Öncelikle anlaşılması gereken en önemli konu, hayatın bir yalan olmadığıdır. Hayatı bir yalan olarak gören insan, kendi özüne dönünceye kadar, doğruları ve gerçekleri göremez. Bazı insanların hayatı yalan olduğu için, anlamları bozmak için yaşar. Bedeninin oluşturduğu nefsi müdafaa gibi, kendi menfaatlerini korumak için yaşar. Nefsi müdafaa yöntemine alışmış olduğu için, kendi bedenini kontrol edemeden, bedeni onu kontrol eder. Kendi menfaatini düşündüğü için, eğlenmek ve hoşça vakit geçirmek dışında, hiçbir şeyi umursayamaz. Tembellik yapmadan, hak ederek eğlenmek hepimizin hakkıdır. Hayatın sunduğu nimetleri ve güzellikleri hak ediyorsan, bir doğrunun içindesindir. Kendi özünde kendine yalan söylemiyorsan, bir gerçeğin içindesindir. Doğrunun ve gerçeğin içinde olan herkes, yalanları hemen görebilir. Genelde çok güvendiğimiz insanların ya da duyguları çok iyi bir oyunculuk ile taklit eden insanların yalanlarını hemen fark edemeyiz. Çok güvendiğimiz insan ile iletişimimiz doğru bir ölçüde ise, bir değişim fark edilir. Araştırma yapınca gerçekler ortaya çıkar. İletişimde zaten sorunlar var ise, baştan zaten yanlış bir temel kurmuşuzdur. Yalanın en küçüğü bile, fark edilmediği zaman, çığ gibi büyür.

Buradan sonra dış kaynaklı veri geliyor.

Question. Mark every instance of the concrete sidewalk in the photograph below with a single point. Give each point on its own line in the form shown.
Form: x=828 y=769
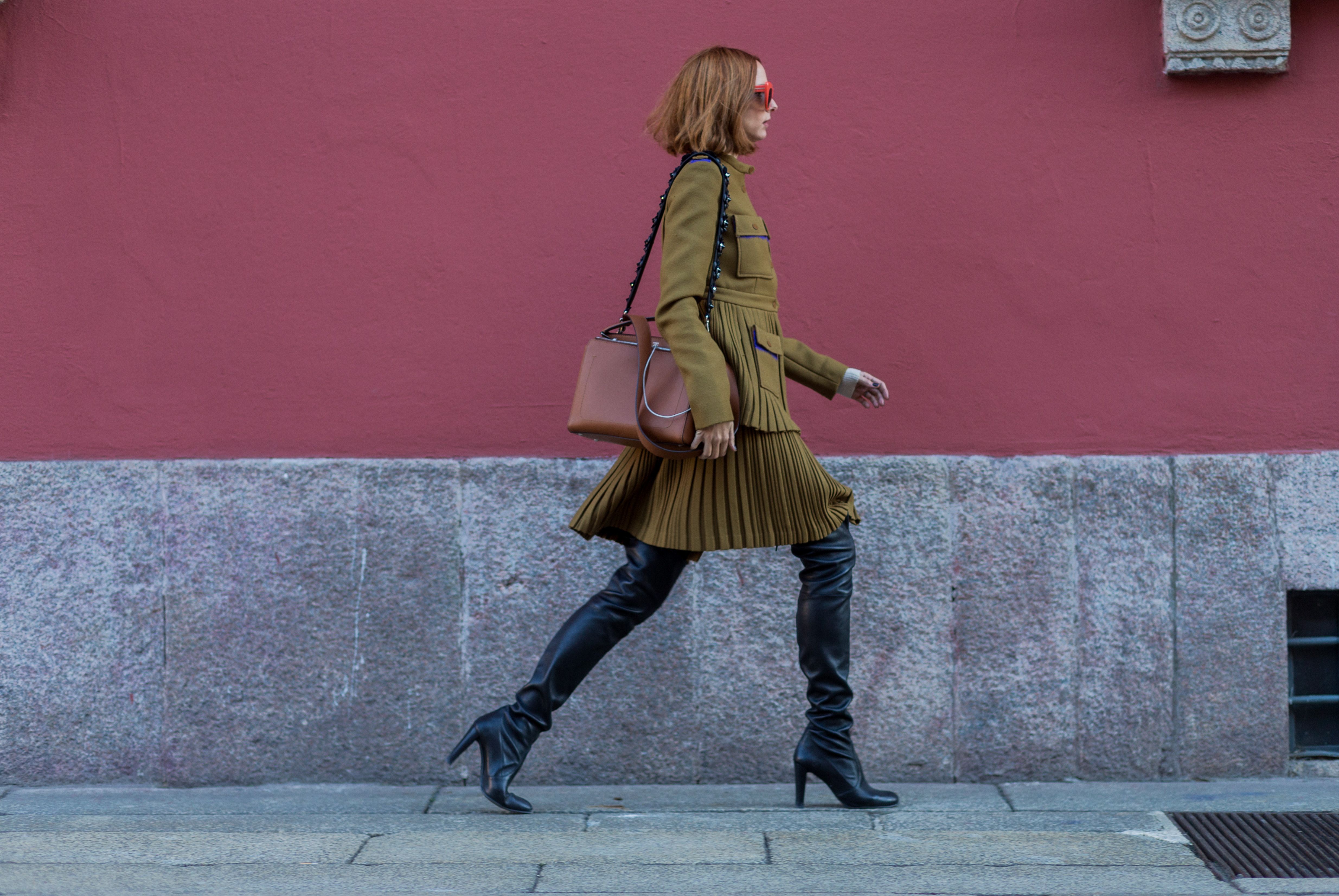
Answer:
x=300 y=839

Duyguları taklit edebilen oyuncuları nasıl anlayabiliriz?
Bunu anlamak için bilmemiz gereken bir gerçek var. Taklit ederek yaşayan insanlar, ezbere konuşur. Kendi oluşturduğu özel yorumları, daha önce söyledikleri ile çelişkili olur. Sürekli takılır ve düşünmeye çalışır. Konuları birbirine karıştırır. Dikkat dağıtmak için farklı konulardan sorular sorar. Uzun süre aynı duygusal durumda kalamaz. Duyguları hızlı bir şekilde değişir. Dürüst olan normal bir insanın duyguları anında değişemez. Dikkatinizi tamamen duygu, düşünce ve davranışlarına vererek anlamaya çalışınca, çelişkileri ortaya çıkar. Samimi ve dürüst olarak geçen bir iletişimde, zaten çelişkili düşünceler, şüpheli davranışlar olmaz. Hatalar olabilir. Yanlış düşünce akışı olabilir. Hoş görü ile karşılanabilir ama şüpheli bir durum varsa, mutlaka bir yalan vardır.